The Root Cause: A Water Crisis

The sinking is not a natural geological accident but a direct result of human activity. First documented in 1925, the subsidence is driven by the over-exploitation of groundwater.

Mexico City was built on the bed of an ancient lake, meaning the soil beneath it is composed of soft, clay-like sediment. When water is pumped out of the underground aquifer faster than it can be naturally replenished by rain, the soil compacts under the weight of the city.

“The aquifer compacts under the weight of the city above it as water is withdrawn,” Govorčin noted. Currently, the underground aquifer provides about half of the capital’s water supply. However, the water table is dropping by approximately 40 centimeters per year.

This creates a vicious cycle :
1. As the city sinks, aging water pipes crack and break.
2. The capital loses an estimated 40% of its water due to leakage.
3. To compensate for the lost water, officials pump even more from the aquifer.
4. Increased pumping accelerates soil compaction, causing further sinking.

Compounding this issue is the climate crisis, which has led to years of low rainfall, reducing natural recharge rates and pushing the city closer to a scenario where taps in large swathes of the metropolis could run dry.

Broader Implications and Future Challenges

The technology behind NISAR holds promise far beyond Mexico City. Scientists believe the system will revolutionize the monitoring of various geological and environmental phenomena, including:
* Volcanic activity and earthquake deformation
* Landslides and glacier sliding
* Agricultural productivity and soil moisture
* Coastal flooding and forestry health

“This study of Mexico City speaks to the realm of possibilities that will open up thanks to the Nisar system,” said Darío Solano-Rojas, an engineer at UNAM. “And not just for sinking cities but also for studying volcanoes, for studying the deformation associated with earthquakes, for studying landslides.”

Despite the advanced monitoring capabilities, halting the sinking remains a daunting challenge. Currently, efforts are limited to reinforcing the foundations of historic buildings. Stopping the subsidence would require stopping groundwater extraction entirely—a logistical and political impossibility given the city’s dependence on this water source.

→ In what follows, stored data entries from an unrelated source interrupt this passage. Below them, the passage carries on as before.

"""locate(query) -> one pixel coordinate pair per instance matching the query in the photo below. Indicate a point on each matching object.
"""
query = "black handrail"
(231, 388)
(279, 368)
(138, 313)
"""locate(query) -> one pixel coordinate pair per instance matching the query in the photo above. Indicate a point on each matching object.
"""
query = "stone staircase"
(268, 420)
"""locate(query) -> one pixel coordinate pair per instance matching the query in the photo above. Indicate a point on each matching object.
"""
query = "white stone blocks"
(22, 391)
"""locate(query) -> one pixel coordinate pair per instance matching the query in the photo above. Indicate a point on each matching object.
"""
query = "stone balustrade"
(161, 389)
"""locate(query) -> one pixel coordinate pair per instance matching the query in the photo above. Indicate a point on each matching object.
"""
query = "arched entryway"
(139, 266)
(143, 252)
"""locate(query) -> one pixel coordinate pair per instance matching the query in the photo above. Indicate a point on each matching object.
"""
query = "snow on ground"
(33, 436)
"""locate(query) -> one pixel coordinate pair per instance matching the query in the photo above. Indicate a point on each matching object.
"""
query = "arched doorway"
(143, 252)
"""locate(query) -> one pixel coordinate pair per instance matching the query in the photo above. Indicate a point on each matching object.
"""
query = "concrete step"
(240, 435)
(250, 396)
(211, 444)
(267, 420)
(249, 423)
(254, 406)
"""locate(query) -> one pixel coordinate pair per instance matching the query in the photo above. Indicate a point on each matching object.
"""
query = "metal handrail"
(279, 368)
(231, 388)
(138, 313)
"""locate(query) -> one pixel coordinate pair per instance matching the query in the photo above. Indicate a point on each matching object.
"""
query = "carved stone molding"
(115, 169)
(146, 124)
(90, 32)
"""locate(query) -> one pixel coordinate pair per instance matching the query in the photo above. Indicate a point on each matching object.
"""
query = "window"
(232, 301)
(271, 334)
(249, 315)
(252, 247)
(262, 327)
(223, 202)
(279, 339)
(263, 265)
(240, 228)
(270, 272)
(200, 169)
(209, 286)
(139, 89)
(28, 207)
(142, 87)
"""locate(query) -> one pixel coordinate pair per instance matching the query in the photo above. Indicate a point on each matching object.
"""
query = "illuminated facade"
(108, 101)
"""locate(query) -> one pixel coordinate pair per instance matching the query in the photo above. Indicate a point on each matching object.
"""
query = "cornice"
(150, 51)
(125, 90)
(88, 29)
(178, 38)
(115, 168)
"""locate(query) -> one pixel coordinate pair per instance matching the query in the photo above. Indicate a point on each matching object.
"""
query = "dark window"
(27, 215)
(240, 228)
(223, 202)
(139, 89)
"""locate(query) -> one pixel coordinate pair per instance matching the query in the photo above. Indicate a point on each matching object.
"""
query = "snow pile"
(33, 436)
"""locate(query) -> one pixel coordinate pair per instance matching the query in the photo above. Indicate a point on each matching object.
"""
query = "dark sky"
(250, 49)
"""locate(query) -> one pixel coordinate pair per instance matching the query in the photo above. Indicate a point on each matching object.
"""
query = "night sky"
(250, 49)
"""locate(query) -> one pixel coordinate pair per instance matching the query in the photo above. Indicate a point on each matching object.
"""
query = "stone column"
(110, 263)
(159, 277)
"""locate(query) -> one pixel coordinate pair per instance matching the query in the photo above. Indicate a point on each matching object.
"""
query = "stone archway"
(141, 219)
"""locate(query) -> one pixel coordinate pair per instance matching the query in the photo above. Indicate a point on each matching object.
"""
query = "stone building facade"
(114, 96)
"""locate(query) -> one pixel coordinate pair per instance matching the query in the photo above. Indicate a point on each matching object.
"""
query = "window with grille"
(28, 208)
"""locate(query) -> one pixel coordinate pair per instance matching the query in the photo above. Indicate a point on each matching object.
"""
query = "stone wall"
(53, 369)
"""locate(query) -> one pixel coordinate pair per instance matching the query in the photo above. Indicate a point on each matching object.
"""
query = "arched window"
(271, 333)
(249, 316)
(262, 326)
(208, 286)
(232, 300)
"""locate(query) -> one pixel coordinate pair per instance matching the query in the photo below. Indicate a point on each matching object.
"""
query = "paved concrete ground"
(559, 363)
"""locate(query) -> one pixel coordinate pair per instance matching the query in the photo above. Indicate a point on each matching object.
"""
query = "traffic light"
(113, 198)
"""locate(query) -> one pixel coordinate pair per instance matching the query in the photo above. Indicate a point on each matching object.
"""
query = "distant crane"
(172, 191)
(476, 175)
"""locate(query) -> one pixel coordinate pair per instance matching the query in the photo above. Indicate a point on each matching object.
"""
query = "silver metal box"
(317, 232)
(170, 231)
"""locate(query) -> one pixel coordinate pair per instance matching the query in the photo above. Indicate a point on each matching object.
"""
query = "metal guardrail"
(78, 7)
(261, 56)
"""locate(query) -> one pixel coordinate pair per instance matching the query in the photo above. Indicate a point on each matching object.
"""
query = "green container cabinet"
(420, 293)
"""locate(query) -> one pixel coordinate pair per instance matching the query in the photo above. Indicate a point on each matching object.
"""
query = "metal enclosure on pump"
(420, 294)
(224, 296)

“To stop the sinking, we would have to stop water extraction,” Shelley said. “And if we stop water extraction, what water are we going to drink? The standard joke is that if we can’t drink water, well, let’s drink tequila.”

Conclusion

Mexico City’s descent is a stark warning of the consequences of unsustainable urban resource management. While NISAR provides the tools to monitor and understand the crisis with unprecedented clarity, the solution lies not in satellite imagery, but in addressing the fundamental water shortage that drives the ground beneath the city’s feet.